Causal Games¶
Causal Inference is a new feature for pgmpy, so I wanted to develop a few examples which show off the features that we’re developing!
This particular notebook walks through the 5 games that used as examples for building intuition about backdoor paths in The Book of Why by Judea Peal. I have consistently been using them to test different implementations of backdoor adjustment from different libraries and include them as unit tests in pgmpy, so I wanted to walk through them and a few other related games as a potential resource to both understand the implementation of CausalInference in pgmpy, as well as develope some useful intuitions about backdoor paths.
Objective of the Games¶
For each game we get a causal graph, and our goal is to identify the set of deconfounders (often denoted ) which will close all backdoor paths from nodes to . For the time being, I’ll assume that you’re familiar with the concept of backdoor paths, though I may expand this portion to explain it.
[1]:
import sys
!pip3 install -q daft
import matplotlib.pyplot as plt
%matplotlib inline
import daft
from daft import PGM
# We can now import the development version of pgmpy
from pgmpy.models.BayesianModel import BayesianNetwork
from pgmpy.inference.CausalInference import CausalInference
def convert_pgm_to_pgmpy(pgm):
"""Takes a Daft PGM object and converts it to a pgmpy BayesianNetwork"""
edges = [(edge.node1.name, edge.node2.name) for edge in pgm._edges]
model = BayesianNetwork(edges)
return model
[2]:
# @title # Game 1
# @markdown While this is a "trivial" example, many statisticians would consider including either or both A and B in their models "just for good measure". Notice though how controlling for A would close off the path of causal information from X to Y, actually *impeding* your effort to measure that effect.
pgm = PGM(shape=[4, 3])
pgm.add_node(daft.Node("X", r"X", 1, 2))
pgm.add_node(daft.Node("Y", r"Y", 3, 2))
pgm.add_node(daft.Node("A", r"A", 2, 2))
pgm.add_node(daft.Node("B", r"B", 2, 1))
pgm.add_edge("X", "A")
pgm.add_edge("A", "Y")
pgm.add_edge("A", "B")
pgm.render()
plt.show()
[3]:
# @markdown Notice how there are no nodes with arrows pointing into X. Said another way, X has no parents. Therefore, there can't be any backdoor paths confounding X and Y. pgmpy will confirm this in the following way:
game1 = convert_pgm_to_pgmpy(pgm)
inference1 = CausalInference(game1)
print(
f"Are there are active backdoor paths? {not inference1.is_valid_backdoor_adjustment_set('X', 'Y')}"
)
adj_sets = inference1.get_all_backdoor_adjustment_sets("X", "Y")

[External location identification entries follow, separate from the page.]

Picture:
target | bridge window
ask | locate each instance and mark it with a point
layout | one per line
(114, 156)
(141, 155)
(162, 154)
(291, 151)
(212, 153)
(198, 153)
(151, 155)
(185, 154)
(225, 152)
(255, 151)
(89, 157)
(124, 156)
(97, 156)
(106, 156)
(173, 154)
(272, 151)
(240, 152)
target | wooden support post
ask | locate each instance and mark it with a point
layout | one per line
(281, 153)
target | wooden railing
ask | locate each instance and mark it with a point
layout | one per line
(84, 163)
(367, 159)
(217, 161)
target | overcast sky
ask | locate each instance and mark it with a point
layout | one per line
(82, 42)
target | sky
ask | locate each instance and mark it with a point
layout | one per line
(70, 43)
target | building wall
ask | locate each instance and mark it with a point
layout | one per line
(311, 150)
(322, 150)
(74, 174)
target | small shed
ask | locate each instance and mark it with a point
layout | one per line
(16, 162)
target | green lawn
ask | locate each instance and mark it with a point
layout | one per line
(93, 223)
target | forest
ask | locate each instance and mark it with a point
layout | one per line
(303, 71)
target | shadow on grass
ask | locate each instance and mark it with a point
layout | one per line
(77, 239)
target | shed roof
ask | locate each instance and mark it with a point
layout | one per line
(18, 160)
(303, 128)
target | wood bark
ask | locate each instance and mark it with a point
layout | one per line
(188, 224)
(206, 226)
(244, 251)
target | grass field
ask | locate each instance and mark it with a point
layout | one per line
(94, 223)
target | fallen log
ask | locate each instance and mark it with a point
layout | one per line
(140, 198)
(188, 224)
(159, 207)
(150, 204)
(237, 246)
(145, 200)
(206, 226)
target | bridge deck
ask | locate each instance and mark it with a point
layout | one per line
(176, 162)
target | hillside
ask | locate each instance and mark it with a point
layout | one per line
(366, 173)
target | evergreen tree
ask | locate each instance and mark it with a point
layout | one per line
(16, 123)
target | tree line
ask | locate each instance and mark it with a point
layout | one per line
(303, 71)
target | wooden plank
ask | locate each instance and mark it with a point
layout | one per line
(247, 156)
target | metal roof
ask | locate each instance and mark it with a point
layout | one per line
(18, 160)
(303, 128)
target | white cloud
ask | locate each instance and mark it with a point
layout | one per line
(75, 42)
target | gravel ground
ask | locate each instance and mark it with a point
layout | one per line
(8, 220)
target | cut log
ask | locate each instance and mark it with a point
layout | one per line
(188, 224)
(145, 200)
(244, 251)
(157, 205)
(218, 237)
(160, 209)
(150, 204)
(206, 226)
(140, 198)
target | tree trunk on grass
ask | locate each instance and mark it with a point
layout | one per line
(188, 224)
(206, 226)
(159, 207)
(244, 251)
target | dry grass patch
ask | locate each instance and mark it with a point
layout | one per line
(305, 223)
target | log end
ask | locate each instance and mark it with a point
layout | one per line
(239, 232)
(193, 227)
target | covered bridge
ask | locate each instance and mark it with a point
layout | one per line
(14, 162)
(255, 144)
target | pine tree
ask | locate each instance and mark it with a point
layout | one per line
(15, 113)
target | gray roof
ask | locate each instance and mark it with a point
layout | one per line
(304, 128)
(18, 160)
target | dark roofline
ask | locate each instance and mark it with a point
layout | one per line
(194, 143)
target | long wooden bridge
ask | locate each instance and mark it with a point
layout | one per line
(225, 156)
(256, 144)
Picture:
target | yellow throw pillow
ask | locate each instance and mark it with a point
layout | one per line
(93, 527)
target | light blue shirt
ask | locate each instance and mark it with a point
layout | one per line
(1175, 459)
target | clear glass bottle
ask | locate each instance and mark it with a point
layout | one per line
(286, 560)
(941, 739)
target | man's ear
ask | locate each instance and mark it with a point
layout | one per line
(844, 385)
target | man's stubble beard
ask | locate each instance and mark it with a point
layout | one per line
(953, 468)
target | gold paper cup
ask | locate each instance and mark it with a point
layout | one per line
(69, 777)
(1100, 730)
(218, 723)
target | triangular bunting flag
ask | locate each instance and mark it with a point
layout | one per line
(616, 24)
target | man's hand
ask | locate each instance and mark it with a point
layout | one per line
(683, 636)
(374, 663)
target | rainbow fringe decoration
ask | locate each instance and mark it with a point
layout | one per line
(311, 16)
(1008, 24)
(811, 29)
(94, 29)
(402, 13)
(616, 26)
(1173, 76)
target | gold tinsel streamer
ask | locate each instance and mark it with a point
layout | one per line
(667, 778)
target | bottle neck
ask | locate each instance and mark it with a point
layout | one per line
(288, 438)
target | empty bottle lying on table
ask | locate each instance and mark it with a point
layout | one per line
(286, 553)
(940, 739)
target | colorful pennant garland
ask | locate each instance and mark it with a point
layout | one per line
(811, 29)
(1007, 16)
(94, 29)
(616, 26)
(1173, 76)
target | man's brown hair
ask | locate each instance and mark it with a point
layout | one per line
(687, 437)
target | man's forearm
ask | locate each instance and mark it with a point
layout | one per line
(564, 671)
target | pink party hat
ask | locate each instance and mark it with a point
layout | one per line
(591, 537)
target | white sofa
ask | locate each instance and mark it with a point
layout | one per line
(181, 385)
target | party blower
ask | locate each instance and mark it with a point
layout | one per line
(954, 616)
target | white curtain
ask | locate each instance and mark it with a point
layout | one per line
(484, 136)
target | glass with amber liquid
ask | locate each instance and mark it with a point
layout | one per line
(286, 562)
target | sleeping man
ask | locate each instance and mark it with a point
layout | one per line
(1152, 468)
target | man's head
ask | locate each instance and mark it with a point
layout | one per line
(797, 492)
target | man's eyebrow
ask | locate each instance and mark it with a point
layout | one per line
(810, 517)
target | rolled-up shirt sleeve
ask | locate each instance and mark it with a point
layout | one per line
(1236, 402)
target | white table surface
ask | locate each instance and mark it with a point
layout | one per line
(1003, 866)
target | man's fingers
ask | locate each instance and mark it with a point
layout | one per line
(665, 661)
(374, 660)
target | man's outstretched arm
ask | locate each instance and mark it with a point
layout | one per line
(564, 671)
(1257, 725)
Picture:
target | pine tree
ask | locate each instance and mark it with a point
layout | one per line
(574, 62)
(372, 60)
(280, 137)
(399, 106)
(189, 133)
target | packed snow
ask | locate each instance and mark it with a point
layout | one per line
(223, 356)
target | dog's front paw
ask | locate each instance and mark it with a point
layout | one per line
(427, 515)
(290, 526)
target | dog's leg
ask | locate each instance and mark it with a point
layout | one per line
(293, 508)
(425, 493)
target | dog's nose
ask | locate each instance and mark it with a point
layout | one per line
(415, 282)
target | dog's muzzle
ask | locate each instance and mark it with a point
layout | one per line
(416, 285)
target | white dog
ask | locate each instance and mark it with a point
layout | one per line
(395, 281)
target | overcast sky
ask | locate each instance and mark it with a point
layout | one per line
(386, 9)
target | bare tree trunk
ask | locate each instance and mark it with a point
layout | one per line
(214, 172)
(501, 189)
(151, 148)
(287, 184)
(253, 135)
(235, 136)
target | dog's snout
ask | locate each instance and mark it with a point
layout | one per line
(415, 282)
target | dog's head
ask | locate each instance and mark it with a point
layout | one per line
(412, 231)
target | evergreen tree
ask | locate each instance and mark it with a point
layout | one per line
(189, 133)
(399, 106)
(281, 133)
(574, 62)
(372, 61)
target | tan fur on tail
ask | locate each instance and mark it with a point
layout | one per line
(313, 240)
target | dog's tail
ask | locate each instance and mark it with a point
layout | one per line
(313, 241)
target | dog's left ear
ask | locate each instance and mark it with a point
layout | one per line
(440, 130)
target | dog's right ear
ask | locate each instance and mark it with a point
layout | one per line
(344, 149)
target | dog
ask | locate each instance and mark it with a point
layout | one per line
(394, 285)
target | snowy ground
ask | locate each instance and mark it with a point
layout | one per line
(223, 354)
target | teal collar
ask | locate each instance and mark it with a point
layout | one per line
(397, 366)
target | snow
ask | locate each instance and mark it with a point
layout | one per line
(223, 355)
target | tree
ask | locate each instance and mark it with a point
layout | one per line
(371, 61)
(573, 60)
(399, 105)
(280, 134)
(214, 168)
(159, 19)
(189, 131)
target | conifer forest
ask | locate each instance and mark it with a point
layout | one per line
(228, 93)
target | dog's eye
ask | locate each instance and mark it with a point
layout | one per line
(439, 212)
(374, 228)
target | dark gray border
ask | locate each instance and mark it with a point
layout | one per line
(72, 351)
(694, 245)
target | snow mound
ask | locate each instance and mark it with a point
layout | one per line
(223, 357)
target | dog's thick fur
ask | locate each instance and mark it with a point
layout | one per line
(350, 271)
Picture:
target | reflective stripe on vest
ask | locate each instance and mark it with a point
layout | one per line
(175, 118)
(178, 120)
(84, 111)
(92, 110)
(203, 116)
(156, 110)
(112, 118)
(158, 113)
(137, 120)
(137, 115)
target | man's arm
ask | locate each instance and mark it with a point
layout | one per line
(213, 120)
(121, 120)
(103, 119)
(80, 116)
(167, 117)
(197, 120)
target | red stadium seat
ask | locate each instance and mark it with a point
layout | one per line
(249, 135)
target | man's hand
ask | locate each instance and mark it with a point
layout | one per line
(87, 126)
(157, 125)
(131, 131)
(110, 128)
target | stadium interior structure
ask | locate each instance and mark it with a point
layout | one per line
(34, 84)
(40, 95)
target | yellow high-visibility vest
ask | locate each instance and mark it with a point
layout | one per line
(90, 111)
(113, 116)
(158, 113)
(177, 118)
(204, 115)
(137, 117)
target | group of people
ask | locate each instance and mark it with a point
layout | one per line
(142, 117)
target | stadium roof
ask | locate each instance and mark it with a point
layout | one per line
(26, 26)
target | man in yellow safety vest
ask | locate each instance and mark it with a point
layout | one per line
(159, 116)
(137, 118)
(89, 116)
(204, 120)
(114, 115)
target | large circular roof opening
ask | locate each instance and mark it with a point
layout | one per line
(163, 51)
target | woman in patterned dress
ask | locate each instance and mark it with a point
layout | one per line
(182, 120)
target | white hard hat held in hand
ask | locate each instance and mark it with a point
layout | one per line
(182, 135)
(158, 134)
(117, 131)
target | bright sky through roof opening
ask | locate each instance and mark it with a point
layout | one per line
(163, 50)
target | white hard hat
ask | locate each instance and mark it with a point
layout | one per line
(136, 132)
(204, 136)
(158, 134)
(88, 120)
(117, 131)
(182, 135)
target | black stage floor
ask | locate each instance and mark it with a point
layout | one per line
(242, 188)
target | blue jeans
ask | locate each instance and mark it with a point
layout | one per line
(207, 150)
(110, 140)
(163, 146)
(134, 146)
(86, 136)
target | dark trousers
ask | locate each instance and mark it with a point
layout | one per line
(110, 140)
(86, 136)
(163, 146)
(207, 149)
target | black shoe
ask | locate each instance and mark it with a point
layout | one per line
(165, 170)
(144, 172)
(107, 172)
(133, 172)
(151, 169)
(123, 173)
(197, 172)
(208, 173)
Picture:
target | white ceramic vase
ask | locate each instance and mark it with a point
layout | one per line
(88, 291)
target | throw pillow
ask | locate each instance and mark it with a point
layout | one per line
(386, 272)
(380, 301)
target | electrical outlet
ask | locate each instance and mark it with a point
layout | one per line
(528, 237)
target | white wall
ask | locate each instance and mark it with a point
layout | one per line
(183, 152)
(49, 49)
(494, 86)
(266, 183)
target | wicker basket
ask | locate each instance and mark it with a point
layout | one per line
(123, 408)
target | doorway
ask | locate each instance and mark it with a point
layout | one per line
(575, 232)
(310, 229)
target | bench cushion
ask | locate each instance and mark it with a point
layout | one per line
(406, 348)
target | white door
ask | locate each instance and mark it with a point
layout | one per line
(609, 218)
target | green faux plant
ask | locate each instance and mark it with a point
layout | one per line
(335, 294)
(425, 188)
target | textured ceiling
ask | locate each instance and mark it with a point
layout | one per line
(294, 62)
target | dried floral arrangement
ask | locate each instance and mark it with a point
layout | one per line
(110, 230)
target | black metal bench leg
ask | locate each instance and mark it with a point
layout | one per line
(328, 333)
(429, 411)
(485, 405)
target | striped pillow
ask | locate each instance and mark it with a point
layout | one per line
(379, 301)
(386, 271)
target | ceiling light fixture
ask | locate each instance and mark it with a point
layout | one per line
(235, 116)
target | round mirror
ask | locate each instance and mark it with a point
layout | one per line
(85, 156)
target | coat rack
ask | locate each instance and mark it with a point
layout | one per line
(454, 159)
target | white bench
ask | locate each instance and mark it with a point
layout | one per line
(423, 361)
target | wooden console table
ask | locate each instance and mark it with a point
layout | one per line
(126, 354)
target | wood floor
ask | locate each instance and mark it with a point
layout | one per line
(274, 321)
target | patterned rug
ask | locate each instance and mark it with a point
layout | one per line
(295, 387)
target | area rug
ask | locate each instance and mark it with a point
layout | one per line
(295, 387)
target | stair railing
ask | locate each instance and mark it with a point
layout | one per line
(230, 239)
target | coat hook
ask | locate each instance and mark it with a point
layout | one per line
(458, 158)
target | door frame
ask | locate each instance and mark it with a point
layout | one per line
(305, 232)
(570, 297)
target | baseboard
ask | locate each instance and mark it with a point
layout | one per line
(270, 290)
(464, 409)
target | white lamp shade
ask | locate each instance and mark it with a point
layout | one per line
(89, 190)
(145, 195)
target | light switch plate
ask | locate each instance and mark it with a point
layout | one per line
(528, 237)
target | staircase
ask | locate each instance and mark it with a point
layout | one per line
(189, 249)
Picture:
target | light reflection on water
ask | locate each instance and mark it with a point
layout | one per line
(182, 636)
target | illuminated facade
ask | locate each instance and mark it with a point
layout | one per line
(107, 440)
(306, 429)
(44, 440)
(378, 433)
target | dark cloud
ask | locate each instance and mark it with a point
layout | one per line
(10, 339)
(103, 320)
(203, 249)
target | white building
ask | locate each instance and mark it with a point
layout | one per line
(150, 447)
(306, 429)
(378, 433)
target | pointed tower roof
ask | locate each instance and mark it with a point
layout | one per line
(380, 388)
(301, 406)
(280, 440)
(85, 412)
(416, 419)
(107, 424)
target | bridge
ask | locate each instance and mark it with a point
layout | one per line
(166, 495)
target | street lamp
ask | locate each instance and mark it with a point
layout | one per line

print(f"If so, what's the possible backdoor adjustment sets? {adj_sets}")
Are there are active backdoor paths? False
If so, what's the possible backdoor adjustment sets? frozenset()
/home/ankur/pgmpy/examples/pgmpy/models/BayesianModel.py:8: FutureWarning: BayesianModel has been renamed to BayesianNetwork. Please use BayesianNetwork class, BayesianModel will be removed in future.
warnings.warn(
[4]:
# @title # Game 2
# @markdown This graph looks harder, but actualy is also trivial to solve. The key is noticing the one backdoor path, which goes from X <- A -> B <- D -> E -> Y, has a collider at B (or a 'V structure'), and therefore the backdoor path is closed.
pgm = PGM(shape=[4, 4])
pgm.add_node(daft.Node("X", r"X", 1, 1))
pgm.add_node(daft.Node("Y", r"Y", 3, 1))
pgm.add_node(daft.Node("A", r"A", 1, 3))
pgm.add_node(daft.Node("B", r"B", 2, 3))
pgm.add_node(daft.Node("C", r"C", 3, 3))
pgm.add_node(daft.Node("D", r"D", 2, 2))
pgm.add_node(daft.Node("E", r"E", 2, 1))
pgm.add_edge("X", "E")
pgm.add_edge("A", "X")
pgm.add_edge("A", "B")
pgm.add_edge("B", "C")
pgm.add_edge("D", "B")
pgm.add_edge("D", "E")
pgm.add_edge("E", "Y")
pgm.render()
plt.show()
[5]:
graph = convert_pgm_to_pgmpy(pgm)
inference = CausalInference(graph)
print(
f"Are there are active backdoor paths? {not inference.is_valid_backdoor_adjustment_set('X', 'Y')}"
)
adj_sets = inference.get_all_backdoor_adjustment_sets("X", "Y")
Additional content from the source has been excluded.